Do change management models guarantee successful organizational change?

No framework guarantees success, period. Change management models significantly improve success rates—structured approaches achieve objectives 33% more frequently than unstructured methods—but they don’t eliminate risk or uncertainty. Success depends on factors beyond the model itself: consistent application quality, adequate resource allocation, genuine leadership commitment, and intelligent adaptation to your specific context. Think of models as detailed maps. They show proven routes and highlight common obstacles, but execution quality determines whether you reach your destination. Organizations selecting appropriate models, training teams thoroughly, and following through consistently achieve dramatically higher success rates than those improvising without structured guidance.

Change management frameworks convert vague organizational aspirations into concrete, actionable roadmaps. Whether you select Lewin’s straightforward three stages, Kotter’s detailed eight steps, ADKAR’s individual psychology focus, or Prosci’s research-backed comprehensive methodology, your chosen framework should align with organizational size, culture, available resources, and change complexity.

The most effective framework isn’t always the most sophisticated one—it’s whichever model your organization will actually apply consistently. A straightforward model executed thoroughly delivers better results than a complex framework applied inconsistently. Begin with honest assessment of change scope, available resources, and organizational readiness.
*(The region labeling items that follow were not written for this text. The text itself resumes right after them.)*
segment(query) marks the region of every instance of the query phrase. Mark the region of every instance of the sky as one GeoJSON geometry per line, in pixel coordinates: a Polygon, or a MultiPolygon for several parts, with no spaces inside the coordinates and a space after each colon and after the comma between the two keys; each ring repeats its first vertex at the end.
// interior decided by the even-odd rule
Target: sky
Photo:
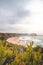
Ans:
{"type": "Polygon", "coordinates": [[[0,0],[0,32],[43,34],[43,0],[0,0]]]}

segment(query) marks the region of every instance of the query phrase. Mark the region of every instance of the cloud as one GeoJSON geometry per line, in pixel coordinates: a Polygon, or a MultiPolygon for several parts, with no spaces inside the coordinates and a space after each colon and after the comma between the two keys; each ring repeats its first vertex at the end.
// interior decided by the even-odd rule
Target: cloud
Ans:
{"type": "Polygon", "coordinates": [[[43,33],[43,2],[0,0],[0,31],[43,33]]]}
Match these realities to framework strengths, train your team on the selected approach, and commit to following it through every phase.

These models enhance rather than replace sound judgment. They provide structure and minimize risk, but success ultimately requires leadership commitment, transparent communication, and genuine attention to how change affects real people. Organizations investing in structured change approaches navigate transitions more effectively, maintain employee engagement, and reach intended goals faster than competitors relying solely on intuition and improvisation.